3. Het vijfde lid vervalt.
Artikel 50 komt te luiden:
Verklaringen van rijvaardigheid worden op aanvraag en tegen betaling van het daarvoor vastgestelde tarief door het CBR in het rijbewijzenregister geregistreerd ten behoeve van een ieder die bij een onderzoek naar de rijvaardigheid voor het besturen van motorrijtuigen van de rijbewijscategorie waarvoor de verklaring wordt verlangd, aan de daarvoor bij ministeriële regeling vastgestelde eisen blijkt te voldoen.
Onder vervanging van de puntkomma aan het einde van artikel 55, tweede lid, onderdeel b, door een punt, vervalt onderdeel c.
Artikel 59 wordt als volgt gewijzigd:
1. Het eerste lid, onderdeel b, komt te luiden:
b. een op naam van de aanvrager gesteld identiteitsbewijs als bedoeld in artikel 1, eerste lid, onder 1°, 2° of 3°, van de Wet op de identificatieplicht dan wel een eerder aan de aanvrager afgegeven rijbewijs dat hetzij nog geldig is hetzij zijn geldigheid heeft verloren door het verstrijken van de geldigheidsduur;.
2. Onder vervanging van de puntkomma aan het eind van onderdeel d van het eerste lid door een punt, vervalt onderdeel e van het eerste lid.

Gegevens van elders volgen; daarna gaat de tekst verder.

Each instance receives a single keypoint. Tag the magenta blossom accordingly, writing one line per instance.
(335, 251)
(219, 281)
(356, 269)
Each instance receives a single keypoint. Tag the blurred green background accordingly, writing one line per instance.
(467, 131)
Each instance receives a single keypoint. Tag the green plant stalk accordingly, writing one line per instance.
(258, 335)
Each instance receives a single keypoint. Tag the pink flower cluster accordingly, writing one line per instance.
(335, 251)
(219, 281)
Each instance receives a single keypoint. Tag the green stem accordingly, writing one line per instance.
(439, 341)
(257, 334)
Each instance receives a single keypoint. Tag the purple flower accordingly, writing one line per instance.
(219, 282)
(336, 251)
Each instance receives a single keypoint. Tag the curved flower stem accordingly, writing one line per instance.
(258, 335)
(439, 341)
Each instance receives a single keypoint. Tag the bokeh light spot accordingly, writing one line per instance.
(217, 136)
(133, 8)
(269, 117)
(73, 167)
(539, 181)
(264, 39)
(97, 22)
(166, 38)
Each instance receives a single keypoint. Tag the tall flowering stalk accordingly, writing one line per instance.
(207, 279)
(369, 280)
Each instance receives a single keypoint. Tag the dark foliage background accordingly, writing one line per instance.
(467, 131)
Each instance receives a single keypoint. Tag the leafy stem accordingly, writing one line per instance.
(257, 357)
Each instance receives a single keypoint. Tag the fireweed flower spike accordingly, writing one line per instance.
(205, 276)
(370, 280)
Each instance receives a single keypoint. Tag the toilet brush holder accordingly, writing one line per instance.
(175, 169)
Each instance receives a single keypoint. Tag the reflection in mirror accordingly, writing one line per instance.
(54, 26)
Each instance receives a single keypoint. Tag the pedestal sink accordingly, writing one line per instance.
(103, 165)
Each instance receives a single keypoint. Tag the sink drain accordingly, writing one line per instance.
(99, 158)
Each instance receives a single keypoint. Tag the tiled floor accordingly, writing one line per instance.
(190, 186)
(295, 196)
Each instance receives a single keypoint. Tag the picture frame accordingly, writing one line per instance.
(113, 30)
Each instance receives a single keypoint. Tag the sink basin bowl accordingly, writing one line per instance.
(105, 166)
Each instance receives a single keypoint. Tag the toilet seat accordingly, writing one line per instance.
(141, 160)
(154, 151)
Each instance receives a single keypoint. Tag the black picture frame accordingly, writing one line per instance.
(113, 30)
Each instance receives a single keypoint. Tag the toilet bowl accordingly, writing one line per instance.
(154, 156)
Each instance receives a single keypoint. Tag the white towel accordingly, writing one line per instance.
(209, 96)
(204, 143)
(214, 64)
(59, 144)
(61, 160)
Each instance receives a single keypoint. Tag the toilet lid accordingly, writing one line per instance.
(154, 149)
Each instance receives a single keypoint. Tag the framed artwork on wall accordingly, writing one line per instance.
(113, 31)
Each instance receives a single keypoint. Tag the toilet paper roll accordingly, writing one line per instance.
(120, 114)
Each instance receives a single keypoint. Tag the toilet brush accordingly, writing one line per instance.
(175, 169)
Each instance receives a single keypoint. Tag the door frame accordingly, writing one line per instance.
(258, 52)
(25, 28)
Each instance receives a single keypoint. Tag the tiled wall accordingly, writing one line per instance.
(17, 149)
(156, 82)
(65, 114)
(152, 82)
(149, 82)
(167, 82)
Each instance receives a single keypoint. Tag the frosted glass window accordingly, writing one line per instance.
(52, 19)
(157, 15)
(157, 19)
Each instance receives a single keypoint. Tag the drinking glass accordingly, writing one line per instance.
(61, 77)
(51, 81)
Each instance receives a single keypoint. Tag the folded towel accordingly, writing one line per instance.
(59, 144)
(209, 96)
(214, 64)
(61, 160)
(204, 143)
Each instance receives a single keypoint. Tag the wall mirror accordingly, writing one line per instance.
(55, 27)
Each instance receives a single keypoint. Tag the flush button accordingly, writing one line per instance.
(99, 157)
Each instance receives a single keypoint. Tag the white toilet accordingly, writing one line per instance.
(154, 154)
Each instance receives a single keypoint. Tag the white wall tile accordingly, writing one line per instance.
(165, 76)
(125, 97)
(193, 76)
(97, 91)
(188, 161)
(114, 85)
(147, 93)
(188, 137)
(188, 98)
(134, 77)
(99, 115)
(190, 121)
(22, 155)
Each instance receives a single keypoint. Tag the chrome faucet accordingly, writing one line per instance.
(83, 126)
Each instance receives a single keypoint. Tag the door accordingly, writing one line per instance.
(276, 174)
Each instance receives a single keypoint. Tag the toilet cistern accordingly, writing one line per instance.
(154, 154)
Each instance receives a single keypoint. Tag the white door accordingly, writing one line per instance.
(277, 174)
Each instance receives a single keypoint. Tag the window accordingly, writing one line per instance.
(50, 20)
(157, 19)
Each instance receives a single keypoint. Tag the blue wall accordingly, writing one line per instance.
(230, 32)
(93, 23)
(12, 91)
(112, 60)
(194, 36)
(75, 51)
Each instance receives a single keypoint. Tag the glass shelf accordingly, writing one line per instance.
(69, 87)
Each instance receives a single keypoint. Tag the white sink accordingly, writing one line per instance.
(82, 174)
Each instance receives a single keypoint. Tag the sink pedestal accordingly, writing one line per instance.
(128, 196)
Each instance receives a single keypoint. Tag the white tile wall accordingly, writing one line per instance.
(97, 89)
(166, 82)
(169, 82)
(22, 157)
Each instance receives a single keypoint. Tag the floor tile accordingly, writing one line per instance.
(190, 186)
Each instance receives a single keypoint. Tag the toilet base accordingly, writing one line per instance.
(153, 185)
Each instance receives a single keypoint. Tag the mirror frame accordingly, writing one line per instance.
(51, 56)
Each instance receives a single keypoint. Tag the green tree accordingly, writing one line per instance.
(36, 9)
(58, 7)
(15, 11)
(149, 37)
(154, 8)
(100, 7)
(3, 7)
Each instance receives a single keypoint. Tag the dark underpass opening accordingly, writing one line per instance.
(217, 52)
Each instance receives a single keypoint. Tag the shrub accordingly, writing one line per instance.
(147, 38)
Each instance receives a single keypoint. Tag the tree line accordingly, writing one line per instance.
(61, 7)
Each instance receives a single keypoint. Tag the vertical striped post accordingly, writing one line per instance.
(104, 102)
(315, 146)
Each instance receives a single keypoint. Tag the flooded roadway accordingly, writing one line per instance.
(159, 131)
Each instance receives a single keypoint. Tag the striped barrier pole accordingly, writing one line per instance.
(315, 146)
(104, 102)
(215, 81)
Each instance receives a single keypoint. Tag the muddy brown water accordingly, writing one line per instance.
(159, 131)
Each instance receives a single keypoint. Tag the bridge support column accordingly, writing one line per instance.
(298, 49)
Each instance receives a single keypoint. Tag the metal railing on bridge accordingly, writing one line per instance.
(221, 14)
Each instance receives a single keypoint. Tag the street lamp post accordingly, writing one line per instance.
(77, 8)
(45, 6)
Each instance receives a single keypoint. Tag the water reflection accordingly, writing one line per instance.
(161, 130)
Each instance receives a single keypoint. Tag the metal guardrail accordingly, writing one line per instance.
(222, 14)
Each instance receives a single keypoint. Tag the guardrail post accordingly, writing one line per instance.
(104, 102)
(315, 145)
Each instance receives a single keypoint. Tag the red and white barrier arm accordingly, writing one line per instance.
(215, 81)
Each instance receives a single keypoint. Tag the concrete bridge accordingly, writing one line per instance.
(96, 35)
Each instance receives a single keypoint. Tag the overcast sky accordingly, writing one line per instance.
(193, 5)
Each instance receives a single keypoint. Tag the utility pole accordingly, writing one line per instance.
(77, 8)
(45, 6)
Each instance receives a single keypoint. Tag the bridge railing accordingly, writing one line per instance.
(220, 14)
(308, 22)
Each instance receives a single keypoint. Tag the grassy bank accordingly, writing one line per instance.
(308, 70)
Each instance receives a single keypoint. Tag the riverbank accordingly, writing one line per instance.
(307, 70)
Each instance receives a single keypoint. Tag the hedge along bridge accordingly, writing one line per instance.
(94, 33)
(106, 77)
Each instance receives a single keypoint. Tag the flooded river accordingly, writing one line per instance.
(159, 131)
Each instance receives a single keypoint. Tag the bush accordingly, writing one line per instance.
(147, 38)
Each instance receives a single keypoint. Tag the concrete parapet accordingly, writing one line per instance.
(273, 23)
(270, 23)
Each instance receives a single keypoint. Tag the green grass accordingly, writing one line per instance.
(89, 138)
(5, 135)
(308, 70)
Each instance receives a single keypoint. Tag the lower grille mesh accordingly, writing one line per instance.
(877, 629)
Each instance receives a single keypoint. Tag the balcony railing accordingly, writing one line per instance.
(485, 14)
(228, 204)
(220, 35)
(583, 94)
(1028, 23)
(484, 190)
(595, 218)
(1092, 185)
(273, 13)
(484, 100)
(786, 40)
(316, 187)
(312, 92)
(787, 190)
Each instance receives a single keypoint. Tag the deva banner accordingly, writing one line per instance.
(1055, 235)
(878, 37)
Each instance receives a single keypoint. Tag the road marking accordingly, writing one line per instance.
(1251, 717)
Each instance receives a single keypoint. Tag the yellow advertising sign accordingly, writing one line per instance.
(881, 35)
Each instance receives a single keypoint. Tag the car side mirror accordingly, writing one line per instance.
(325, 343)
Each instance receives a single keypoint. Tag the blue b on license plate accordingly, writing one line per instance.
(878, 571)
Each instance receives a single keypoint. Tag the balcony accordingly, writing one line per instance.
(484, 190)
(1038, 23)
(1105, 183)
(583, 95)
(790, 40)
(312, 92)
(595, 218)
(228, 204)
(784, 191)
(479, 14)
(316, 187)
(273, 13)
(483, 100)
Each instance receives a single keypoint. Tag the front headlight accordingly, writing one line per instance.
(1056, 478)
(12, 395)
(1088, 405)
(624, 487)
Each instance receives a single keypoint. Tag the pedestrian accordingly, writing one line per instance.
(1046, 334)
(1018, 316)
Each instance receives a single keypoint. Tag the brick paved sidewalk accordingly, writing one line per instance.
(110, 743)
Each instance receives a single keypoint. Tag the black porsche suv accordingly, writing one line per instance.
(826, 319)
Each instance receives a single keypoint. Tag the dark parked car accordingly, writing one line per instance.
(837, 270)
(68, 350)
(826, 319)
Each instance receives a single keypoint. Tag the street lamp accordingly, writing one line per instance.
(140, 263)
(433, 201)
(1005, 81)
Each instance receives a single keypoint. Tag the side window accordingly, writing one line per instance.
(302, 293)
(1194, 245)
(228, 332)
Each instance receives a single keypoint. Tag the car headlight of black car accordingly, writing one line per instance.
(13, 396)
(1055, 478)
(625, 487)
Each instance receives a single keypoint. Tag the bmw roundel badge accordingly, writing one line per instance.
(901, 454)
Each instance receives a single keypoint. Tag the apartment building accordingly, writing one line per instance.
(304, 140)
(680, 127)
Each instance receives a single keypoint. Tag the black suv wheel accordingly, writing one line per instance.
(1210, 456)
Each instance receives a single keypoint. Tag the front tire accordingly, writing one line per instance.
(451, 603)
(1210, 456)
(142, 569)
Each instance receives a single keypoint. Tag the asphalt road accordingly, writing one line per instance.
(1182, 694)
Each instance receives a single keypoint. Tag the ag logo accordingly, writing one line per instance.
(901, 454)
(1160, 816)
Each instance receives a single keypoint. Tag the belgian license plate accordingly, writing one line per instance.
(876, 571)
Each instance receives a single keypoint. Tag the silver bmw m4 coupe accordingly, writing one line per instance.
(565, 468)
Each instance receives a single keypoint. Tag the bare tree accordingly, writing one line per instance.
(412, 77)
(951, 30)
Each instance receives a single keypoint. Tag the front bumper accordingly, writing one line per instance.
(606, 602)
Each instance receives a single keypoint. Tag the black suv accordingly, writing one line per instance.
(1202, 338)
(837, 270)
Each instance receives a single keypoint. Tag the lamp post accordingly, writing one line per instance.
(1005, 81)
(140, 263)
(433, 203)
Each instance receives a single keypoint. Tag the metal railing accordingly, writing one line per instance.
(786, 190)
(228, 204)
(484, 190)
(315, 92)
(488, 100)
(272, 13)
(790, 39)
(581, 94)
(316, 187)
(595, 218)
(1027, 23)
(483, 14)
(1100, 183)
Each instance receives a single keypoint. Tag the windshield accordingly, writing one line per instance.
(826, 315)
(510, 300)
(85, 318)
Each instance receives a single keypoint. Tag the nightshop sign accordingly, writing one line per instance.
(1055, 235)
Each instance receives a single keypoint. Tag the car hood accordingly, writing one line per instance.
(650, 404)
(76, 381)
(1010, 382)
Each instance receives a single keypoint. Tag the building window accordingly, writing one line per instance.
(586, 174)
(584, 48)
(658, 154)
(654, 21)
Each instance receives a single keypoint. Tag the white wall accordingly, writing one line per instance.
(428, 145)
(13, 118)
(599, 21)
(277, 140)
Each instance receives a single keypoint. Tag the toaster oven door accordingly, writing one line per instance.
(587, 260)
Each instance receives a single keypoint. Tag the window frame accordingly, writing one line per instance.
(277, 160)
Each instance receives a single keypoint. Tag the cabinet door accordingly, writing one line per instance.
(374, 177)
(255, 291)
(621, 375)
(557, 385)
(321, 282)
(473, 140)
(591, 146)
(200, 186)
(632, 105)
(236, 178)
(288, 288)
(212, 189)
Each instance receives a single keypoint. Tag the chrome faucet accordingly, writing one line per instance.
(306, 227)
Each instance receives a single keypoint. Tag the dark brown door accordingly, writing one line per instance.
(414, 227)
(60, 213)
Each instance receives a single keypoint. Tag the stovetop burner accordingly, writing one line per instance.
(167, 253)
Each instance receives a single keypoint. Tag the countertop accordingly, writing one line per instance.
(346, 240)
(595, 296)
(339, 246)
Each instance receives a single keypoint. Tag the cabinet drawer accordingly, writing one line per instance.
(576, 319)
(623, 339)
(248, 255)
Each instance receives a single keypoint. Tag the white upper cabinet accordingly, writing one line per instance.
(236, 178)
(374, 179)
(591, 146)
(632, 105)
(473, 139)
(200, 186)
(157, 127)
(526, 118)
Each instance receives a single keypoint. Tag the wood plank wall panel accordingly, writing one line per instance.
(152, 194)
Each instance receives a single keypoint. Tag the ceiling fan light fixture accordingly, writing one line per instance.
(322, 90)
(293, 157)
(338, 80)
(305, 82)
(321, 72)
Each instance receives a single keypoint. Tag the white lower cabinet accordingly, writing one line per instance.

3. Het derde lid komt te luiden:
3. Indien de aanvraag betrekking heeft op het theorie-examen C of D, dient aan de volgende vereisten te worden voldaan:
I. een aan de aanvrager afgegeven rijbewijs B wordt overgelegd dat hetzij nog geldig is, hetzij zijn geldigheid heeft verloren door het verstrijken van de geldigheidsduur;
II. in het rijbewijzenregister is ten behoeve van de aanvrager een verklaring van rijvaardigheid voor de rijbewijscategorie B geregistreerd, waarbij de datum van registratie niet langer dan zes maanden vóór het theorie-examen mag liggen; dan wel
III. een niet langer dan een jaar vóór het theorie-examen afgegeven theorie-certificaat voor de rijbewijscategorie B wordt overgelegd.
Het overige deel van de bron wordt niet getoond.